GM quarterly profit misses estimate, shares drop
DETROIT (Reuters) - General Motors Co posted a weaker-than-expected fourth-quarter profit on Thursday as results in North America, Asia and South America disappointed, sending shares down more than 3 percent in premarket trading.
GM Chief Financial Officer Chuck Stevens said the miss occurred because analysts did not fully account for restructuring relating to plans to close the Bochum, Germany, plant later in the year, as well as a higher-than-expected tax rate.
"Our view is that the sell-side consensus didn't comprehend that restructuring," he told reporters. "The final announcement associated with that wasn't done until early December. Due to that, we needed to book some of the restructuring costs, primarily related to the severance portion of that program."
Stevens said that while Europe was improving, the downside risk in South America was rising as Venezuela and Argentina dragged down results. The international regions outside China remained under pressure, he said.
Net income rose to $913 million, or 57 cents a share, from $892 million, or 54 cents a share, in the year-earlier quarter.
The quarter included about $200 million in special items related to the exit of the Chevrolet brand from Europe, the end of manufacturing in Australia, offset by a gain on the sale of equity in Ally Financial and other items.
Excluding the items, GM earned 67 cents a share. Analysts polled by Thomson Reuters I/B/E/S had expected 88 cents a share.

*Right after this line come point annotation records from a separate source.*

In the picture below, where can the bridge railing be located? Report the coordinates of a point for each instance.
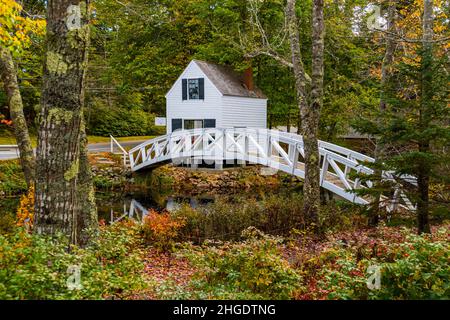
(278, 150)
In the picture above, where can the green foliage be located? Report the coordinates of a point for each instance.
(12, 181)
(252, 269)
(276, 214)
(120, 122)
(414, 268)
(36, 267)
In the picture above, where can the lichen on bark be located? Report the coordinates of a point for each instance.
(55, 63)
(72, 172)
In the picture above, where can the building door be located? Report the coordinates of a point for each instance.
(193, 124)
(177, 124)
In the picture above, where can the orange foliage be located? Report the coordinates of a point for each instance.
(7, 122)
(161, 229)
(25, 212)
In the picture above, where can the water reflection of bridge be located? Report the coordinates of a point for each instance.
(133, 209)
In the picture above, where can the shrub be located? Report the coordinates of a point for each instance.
(417, 267)
(161, 230)
(36, 267)
(225, 219)
(120, 121)
(252, 269)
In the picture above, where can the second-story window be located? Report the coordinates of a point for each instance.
(194, 89)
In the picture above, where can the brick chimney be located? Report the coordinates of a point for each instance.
(248, 78)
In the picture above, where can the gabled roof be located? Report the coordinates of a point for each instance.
(228, 81)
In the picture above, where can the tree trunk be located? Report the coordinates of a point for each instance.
(423, 175)
(386, 66)
(58, 175)
(311, 116)
(87, 217)
(9, 77)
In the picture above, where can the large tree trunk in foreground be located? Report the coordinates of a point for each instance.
(310, 203)
(9, 76)
(309, 114)
(386, 72)
(58, 175)
(87, 217)
(423, 177)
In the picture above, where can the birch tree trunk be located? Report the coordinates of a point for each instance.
(9, 76)
(386, 71)
(423, 177)
(309, 114)
(58, 174)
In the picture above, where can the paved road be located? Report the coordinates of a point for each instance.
(93, 147)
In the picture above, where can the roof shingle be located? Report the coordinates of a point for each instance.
(228, 81)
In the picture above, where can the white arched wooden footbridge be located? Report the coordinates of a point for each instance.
(274, 149)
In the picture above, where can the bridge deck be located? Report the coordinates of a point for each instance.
(339, 166)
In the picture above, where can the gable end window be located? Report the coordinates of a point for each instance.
(193, 89)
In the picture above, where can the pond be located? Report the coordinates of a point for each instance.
(115, 206)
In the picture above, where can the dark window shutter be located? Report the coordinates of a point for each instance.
(184, 84)
(177, 124)
(201, 84)
(210, 123)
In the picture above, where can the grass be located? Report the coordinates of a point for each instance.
(8, 138)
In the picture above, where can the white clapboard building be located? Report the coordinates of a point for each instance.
(208, 95)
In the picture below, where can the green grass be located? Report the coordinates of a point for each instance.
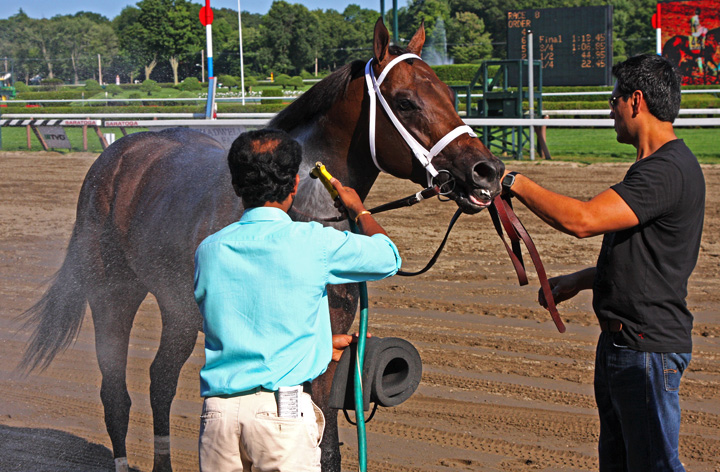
(588, 145)
(584, 145)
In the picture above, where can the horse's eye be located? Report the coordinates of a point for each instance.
(406, 105)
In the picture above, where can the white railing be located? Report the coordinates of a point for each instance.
(261, 119)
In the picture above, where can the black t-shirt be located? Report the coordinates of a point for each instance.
(642, 272)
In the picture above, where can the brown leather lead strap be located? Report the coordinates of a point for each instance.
(504, 209)
(514, 253)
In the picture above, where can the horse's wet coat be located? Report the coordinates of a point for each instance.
(150, 198)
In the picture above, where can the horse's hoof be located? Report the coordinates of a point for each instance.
(162, 463)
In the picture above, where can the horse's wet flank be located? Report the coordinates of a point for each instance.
(149, 200)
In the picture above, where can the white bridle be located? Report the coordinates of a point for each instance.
(423, 155)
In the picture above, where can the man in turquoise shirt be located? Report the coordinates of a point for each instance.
(260, 284)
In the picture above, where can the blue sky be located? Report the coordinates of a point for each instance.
(112, 8)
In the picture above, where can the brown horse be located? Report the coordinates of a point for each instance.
(150, 198)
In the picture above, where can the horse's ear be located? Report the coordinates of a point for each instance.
(418, 40)
(381, 41)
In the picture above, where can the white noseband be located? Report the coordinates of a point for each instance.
(423, 155)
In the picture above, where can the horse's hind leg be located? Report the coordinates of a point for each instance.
(113, 309)
(181, 323)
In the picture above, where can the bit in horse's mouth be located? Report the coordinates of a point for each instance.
(473, 202)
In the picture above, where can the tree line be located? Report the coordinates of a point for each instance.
(164, 40)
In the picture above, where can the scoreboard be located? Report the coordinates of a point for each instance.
(574, 45)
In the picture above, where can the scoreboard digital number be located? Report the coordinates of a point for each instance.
(574, 45)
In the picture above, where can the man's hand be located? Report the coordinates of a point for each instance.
(341, 341)
(348, 200)
(564, 287)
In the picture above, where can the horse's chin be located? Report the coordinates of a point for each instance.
(470, 204)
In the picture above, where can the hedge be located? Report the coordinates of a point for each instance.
(222, 108)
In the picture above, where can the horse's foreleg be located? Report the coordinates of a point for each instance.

The operating profit rose 58 percent to $1.9 billion.
Revenue in the quarter rose 3 percent to $40.5 billion, below the $41.08 billion analysts had expected.

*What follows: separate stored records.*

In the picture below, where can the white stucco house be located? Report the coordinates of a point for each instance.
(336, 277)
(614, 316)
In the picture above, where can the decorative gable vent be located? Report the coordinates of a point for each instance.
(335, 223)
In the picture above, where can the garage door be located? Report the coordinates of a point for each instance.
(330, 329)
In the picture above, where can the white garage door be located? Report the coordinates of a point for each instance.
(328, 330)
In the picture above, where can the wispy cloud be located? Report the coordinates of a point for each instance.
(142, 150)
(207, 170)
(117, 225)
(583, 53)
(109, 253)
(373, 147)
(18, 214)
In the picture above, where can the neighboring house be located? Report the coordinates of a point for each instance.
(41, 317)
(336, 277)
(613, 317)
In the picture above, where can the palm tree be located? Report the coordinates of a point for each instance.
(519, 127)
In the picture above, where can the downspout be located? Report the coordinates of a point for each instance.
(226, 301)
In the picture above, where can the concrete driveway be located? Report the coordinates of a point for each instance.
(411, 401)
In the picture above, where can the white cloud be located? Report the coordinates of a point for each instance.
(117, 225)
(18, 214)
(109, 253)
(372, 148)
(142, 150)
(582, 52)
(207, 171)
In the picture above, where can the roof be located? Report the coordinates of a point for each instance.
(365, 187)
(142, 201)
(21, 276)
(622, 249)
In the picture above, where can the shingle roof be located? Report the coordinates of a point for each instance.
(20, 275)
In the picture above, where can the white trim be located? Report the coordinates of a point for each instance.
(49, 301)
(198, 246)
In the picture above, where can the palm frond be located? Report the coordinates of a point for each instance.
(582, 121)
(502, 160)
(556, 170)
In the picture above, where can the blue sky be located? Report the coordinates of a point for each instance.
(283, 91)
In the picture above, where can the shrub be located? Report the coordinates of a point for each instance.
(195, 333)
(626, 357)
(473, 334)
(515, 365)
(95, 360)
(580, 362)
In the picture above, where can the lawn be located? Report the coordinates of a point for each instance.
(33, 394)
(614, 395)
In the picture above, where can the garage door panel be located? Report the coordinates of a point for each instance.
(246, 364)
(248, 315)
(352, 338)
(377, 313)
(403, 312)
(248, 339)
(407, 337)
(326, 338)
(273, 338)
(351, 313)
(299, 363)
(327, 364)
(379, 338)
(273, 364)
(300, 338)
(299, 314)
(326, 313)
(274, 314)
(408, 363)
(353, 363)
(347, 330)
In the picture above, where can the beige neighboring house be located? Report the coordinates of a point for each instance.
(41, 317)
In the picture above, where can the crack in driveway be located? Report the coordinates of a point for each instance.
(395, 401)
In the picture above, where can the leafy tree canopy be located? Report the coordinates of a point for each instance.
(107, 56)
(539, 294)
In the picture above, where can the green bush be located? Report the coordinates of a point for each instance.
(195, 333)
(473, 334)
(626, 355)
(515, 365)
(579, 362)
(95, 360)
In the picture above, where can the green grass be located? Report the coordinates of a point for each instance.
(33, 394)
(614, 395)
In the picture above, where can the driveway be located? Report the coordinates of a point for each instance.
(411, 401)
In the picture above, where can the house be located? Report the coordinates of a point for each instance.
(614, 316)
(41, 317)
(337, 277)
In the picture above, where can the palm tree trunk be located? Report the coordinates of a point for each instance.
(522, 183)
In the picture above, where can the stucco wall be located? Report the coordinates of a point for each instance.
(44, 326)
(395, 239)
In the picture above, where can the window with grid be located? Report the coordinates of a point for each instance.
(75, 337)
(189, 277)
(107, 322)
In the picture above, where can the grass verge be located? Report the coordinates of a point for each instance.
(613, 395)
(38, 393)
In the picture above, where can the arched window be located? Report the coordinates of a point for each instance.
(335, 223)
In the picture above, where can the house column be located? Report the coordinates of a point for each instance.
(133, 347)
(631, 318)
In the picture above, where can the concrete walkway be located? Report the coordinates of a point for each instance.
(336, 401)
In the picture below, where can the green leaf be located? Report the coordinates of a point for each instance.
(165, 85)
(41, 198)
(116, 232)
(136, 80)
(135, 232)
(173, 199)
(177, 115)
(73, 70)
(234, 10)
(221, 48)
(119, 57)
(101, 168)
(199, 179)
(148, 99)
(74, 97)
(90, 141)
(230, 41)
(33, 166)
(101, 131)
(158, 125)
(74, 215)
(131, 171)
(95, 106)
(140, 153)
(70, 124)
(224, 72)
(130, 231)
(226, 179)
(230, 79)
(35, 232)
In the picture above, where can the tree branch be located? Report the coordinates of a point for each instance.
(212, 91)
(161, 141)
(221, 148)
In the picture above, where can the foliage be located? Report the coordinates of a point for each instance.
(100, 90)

GM's North American operating profit hit $1.88 billion, up from $1.14 billion a year earlier, but that fell short of the $2.04 billion expected by analysts surveyed by Reuters.
The increased profit was driven by stronger pricing for its redesigned full-size pickup trucks, the Chevrolet Silverado and GMC Sierra.
The company's international operations, which includes China, had a profit of $208 million, down from $676 million a year earlier, as businesses outside China accounted for a loss of $200 million. Analysts had expected a profit in the region of $310 million.
"It's fundamentally across the board deterioration in earnings year over year," Stevens said of the markets outside China.
South American profit of $27 million fell far short of the $151 million analysts had expected.
"The risk profile of South America has increased significantly over the last several weeks," Stevens said. "The devaluation of the peso in Argentina and fundamentally the economy is shut down in Venezuela, so that's going to be an area that we're going to have to manage through."
However, the company has not changed its financial outlook for the region at this point.
The loss in Europe not only shrunk by more than half to $345 million, but was smaller than the $399 million loss analysts had expected.